Calculate $\lim_{n\to{+}\infty}{(\sqrt{n^{2}+n}-n)}$
We have:
$$\sqrt{n^{2}+n}-n=\frac{(\sqrt{n^{2}+n}-n)(\sqrt{n^{2}+n}+n)}{\sqrt{n^{2}+n}+n}=\frac{n}{\sqrt{n^{2}+n}+n}$$ Therefore:
$$\sqrt{n^{2}+n}-n=\frac{1}{\sqrt{1+\frac{1}{n}}+1}$$
And since: $\lim\limits_{n\to +\infty}\frac{1}{n}=0$
It follows that:
$$\boxed{\,\,\lim\limits_{n\to +\infty}(\sqrt{n^{2}+n}-n)=\dfrac{1}{2}\,\,}$$
Guide: Rationalize,
$$\left(\sqrt{n^2+n}-\sqrt{n^2}\right)\cdot \frac{\sqrt{n^2+n}+\sqrt{n^2}}{\sqrt{n^2+n}+\sqrt{n^2}}=\frac{n}{\sqrt{n^2+n}+\sqrt{n^2}}$$
Now divide numerator and denominator by $n$. Remember $\frac{1}{n}\sqrt{\square}=\sqrt{\frac{1}{n^2}\square}$.
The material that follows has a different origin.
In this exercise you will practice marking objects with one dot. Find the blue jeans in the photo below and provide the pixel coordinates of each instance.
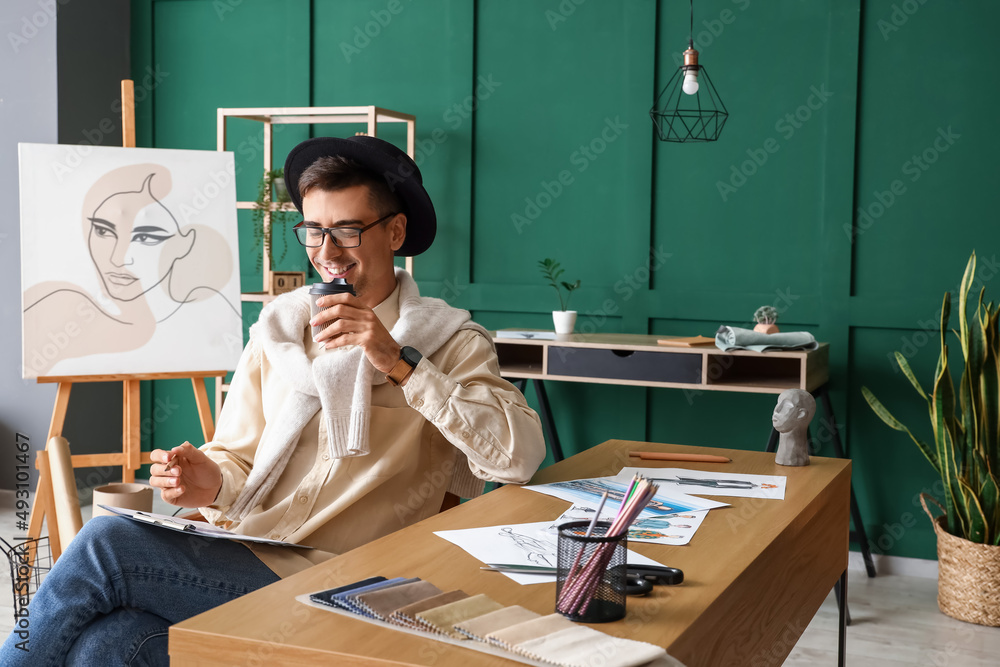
(114, 592)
Here's an answer that is probably not within the intended scope but it's nice anyway...
Let $x=1/n$. Then $$ \lim_{n\to{+}\infty}{\sqrt{n^{2}+n}-n} = \lim_{x\to0}{\sqrt{\frac1{x^2}+\frac1x}-\frac1x} = \lim_{x\to0}{\sqrt{\frac{1+x}{x^2}}-\frac1x} = \lim_{x\to0}{\frac{\sqrt{1+x}}{x}-\frac1x}= \lim_{x\to0}{\frac{\sqrt{1+x}-1}{x-0}} = f'(0) = \frac12 $$ for $f(x)=\sqrt{1+x}$.
(There's a small technicality that actually $x\to0^+$ but let's overlook that.)